Between mouthfuls of food, Shamus rehashed the details of the morning's work, sighing and shaking his head with emphasis in case his wife did not grasp the magnitude of his efforts. And Tess would scurry around the kitchen, listening and adding little sounds of expression to show that she did indeed grasp the magnitude of his efforts. And when he inevitably began to curse the blasted Australian land, she would click her tongue soothingly and reach over his shoulder to replenish the eggs, and as she did she would smile and wink at James.
Tess was a small woman and, at first glance, seemed startlingly frail, all the more because her skin was almost translucent against long onyx hair. But her eyes, bright green saucers, eclipsed her body until that was all one saw. And these were the eyes that watched James always, welcomed him into her life with joy stretched in her pupils. Sometimes, when she didn't think James could see, Tess would touch her lips, then touch her heart.
Shamus frowned and pushed his empty plate across the table. “Back to it.”
“Not now,” Tess protested. “ 'Tis the hottest time of the day. Ye'll faint within the hour.”
“No choice.” Shamus motioned for James to follow. “Don't rush with supper, Tess.”
Tess wagged a finger at her husband. “Ye make sure the boy rests, Shamus.”

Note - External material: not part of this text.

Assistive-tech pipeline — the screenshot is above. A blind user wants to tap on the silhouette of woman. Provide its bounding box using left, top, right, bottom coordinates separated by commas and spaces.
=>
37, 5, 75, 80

Shamus's mood soured with the inching degrees of mercury so that by the time they reached the plow and re-hooked the horse, he was dark with mute cursing. They toiled silently over the last, infinite stretch of field. The heat brought weariness to their work, sapping their strength doubly while productivity halved. Shamus's lips twitched with growing anger and internal diatribe. James shut his mind to everything but work, pushed with all his body, the sweat spilling over his eyes and stinging them with salt.
“Push it!” Shamus shouted to the plow, to James, to the horse, to the endless ground.
A sharp metal clang stopped the plow cold, sending James to his knees.
“Fur the love a Jasus!” Shamus bent his head to the plow turn, reached in with both hands. “Bloody hell!” He wrenched himself up and tore off his hat, beat it against the red plow, the color of his face.
“Axle cracked! Clean through!” he shouted, and stormed away, his back bent, hands tight at his waist, before stomping back and giving the plow a hard kick with his foot, the thud so dull it almost mocked him. The horse shuffled nervously.
“Would it kill ye to do one bloody thing right!” Shamus suddenly turned on James.
“I told ye to stop grindin' the feckin' wheel into rocks!” Shamus brushed past him, mumbling, “Wouldn't be in this feckin' country if it weren't fur ye.”
James did not follow Shamus to the house, stood quietly for a minute with the weight of lead on his chest. He moved to the horse, scratched the backs of her ears before peeking down through the plow spokes. The axle leaned on the ground, broken and rusted through. He turned back to the horse and stroked the velvet of her nose. She breathed heavily, too old for this kind of work. James unclasped the harness, letting the plow fall forward into the dirt, and walked her back to the house. He pumped fresh water into the trough, sat and watched her drink, the sun a rippling orange reflection in the water.
And it was here in the silence near the flimsy house, beyond the work of the field, his muscles numb with pain, that the void of a missing friend filled the corners of the endless sky and reminded him that this was the life he had chosen.